Not long after, my personal life shook and swayed, then ruptured wide open; I plummeted to the mantle between my own outer crust and core. The ground acceleration surpassed my ability to hold on. I let go. I scrambled to get out before being trapped in a structure that would collapse around me, or being swallowed alive in the cavernous breach. Nothing built around me could sustain the movement, the turbulence of the shake up, and sadly, nothing much lasted after the fault line erupted. Shards and broken bits, mainly, except for a fierce sense of having survived, internally, intact. My memory of this quake is indelible.
Despite living through two major earthquakes, I don’t think of myself as an earthquake person. Tornadoes were the natural disaster of my youth, and I have spent more time than I cared to in a basement waiting out tornado warning sirens. Many of these tornado watches and warnings occurred before my parents refinished the basement, so it felt more like the black and white Kansas desolation Dorothy avoided by heading to Oz. I’ve not lived through a hurricane, or flooding, or forest fires that encroach, but a friend of mine was hit by lightning. I imagine there’s no place anyone lives where there isn’t some form of destructive natural phenomena, so I can’t be unique in living through some.

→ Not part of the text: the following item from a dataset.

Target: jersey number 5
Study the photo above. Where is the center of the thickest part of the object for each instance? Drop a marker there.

My son is about to be 10 years old. Ten years is the time it took to grow him into the person he is. Ten years is the time it took for my parents to shift from being late-middle-aged, in their 60’s, to old age, in their 70’s. Every adult reading this entry has lived the last ten years, too, and has their own sense of their own hallmark shifts, changes, and tectonic plate movements, let alone the natural disasters they’ve lived through. In these ten years, I have created a mosaic from the broken pieces, shards and holes left from the geographical and emotional earthquakes I’ve gone through. I imagine that everyone I encounter has their own life mosaic – very few of us will live through decade after decade without something shattering, breaking, falling away, being lost to us forever, fundamentally altering our initial selves.
Maybe it’s the glue that makes us stronger – that and our conviction that certain pieces of our lives are worth gluing and repairing and others are worth walking away from – that the act of repairing and rebuilding makes us stronger, more solid and sturdy than we are in our original, naïve, unbroken (youthful) selves. We even come to learn that we will go through many unexpected shifts and movement – the ground will, in fact, shake during our lives – and that we won’t necessarily fall completely through the rabbit hole each time. I now know that I can rebuild after great, unexpected losses, and that I didn’t become bitter or reclusive or afraid to live life fully. I might die in a disaster, but until the moment I am gone, I will build and rebuild a life that make sense to me.